Menjelang zuhur, ibu bertamu ke rumah. Tepatnya dia membawa opor ayam kesukaan Mas Hanan. Sebelum ibu kembali pulang, aku buru-buru mencegat, memintanya duduk sebentar.

"Bu, tolong carikan perempuan yang pantas menjadi adik maduku!" pintaku dengan suara parau.

"Adik madu? Maksud kamu apa, Nduk?" Ibu menatapku tidak percaya. Permintaan ini pasti bagai sambaran petir di siang bolong.

"Mas Hanan berhak memiliki anak, Bu. Aku sudah berusaha dan berdoa semaksimal mungkin, tetapi Allah belum pernah menitip anak dalam rahimku. Mungkin saja jika menikahi perempuan yang masih muda bisa–"

"Memangnya apa kata suamimu? Apa Gus Hanan menuntut memiliki anak?" kejar ibu, bahkan dia memotong kalimatku karena tidak sabaran.

Aku menghela napas panjang karena jauh di lubuk hati ada luka yang terus menganga jika mengingat harus memiliki adik madu. Di dunia ini mungkin tidak ada perempuan yang benar-benar ikhlas berbagi sekalipun dia jauh lebih cantik dari adik madu.

Walau Mas Hanan bisa berlaku adil, tentu kelak aku selalu terbakar api cemburu. Prasangka lain yang juga timbul dalam hati adalah Mas Hanan pasti lebih menyayangi istri yang melahirkan anak untuknya.

"Aku tidak boleh egois, Bu. Mas Hanan memang tidak pernah menuntut, tetapi hati kecilnya menginginkan anak. Makanya selama ini dia membawa Fatimah ke mana-mana jika libur sekolah," jawabku setelah hati sibuk bertempur dengan pikiran.

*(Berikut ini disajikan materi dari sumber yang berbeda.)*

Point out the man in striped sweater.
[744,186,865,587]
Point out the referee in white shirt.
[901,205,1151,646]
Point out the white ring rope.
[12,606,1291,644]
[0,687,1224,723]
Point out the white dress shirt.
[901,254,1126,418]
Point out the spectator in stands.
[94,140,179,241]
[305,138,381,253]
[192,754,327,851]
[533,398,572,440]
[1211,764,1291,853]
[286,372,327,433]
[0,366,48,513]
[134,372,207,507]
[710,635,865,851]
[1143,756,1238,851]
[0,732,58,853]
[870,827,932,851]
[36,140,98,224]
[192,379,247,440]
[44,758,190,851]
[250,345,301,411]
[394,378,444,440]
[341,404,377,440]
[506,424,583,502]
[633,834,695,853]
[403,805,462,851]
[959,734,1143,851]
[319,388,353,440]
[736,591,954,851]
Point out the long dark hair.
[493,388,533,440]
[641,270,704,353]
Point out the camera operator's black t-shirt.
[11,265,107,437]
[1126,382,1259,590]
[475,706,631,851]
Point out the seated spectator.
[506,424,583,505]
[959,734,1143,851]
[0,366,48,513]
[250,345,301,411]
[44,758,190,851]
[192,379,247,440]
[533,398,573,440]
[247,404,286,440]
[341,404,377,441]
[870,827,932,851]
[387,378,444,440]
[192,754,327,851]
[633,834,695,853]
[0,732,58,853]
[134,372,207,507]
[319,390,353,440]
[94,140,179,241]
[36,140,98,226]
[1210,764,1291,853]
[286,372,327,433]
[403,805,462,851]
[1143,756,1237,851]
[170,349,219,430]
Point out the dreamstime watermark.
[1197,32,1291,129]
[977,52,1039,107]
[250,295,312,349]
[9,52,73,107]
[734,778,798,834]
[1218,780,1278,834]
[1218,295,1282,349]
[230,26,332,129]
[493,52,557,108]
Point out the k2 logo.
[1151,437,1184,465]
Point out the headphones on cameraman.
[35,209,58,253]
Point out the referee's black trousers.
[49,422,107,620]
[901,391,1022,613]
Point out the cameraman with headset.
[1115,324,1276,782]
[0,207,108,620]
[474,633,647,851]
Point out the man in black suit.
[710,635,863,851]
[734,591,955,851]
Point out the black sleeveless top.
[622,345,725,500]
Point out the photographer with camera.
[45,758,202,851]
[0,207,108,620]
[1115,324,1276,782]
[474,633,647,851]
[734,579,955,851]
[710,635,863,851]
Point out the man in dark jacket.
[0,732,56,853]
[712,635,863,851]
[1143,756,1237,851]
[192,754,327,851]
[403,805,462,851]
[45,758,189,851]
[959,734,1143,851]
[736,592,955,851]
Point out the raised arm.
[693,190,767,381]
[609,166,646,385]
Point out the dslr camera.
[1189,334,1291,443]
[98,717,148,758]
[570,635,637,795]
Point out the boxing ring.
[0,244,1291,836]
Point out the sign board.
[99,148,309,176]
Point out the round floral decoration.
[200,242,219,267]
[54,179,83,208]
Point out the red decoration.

Sebagai sesama perempuan juga sebagai sosok yang telah melahirkanku ke dunia, ibu bisa merasakan perih yang merajai hati. Matanya merah, kemudian bulir bening itu jatuh membentuk anak sungai. "Aku ikhlas dimadu, Bu," lirihku lagi sebelum akhirnya tangis kembali pecah.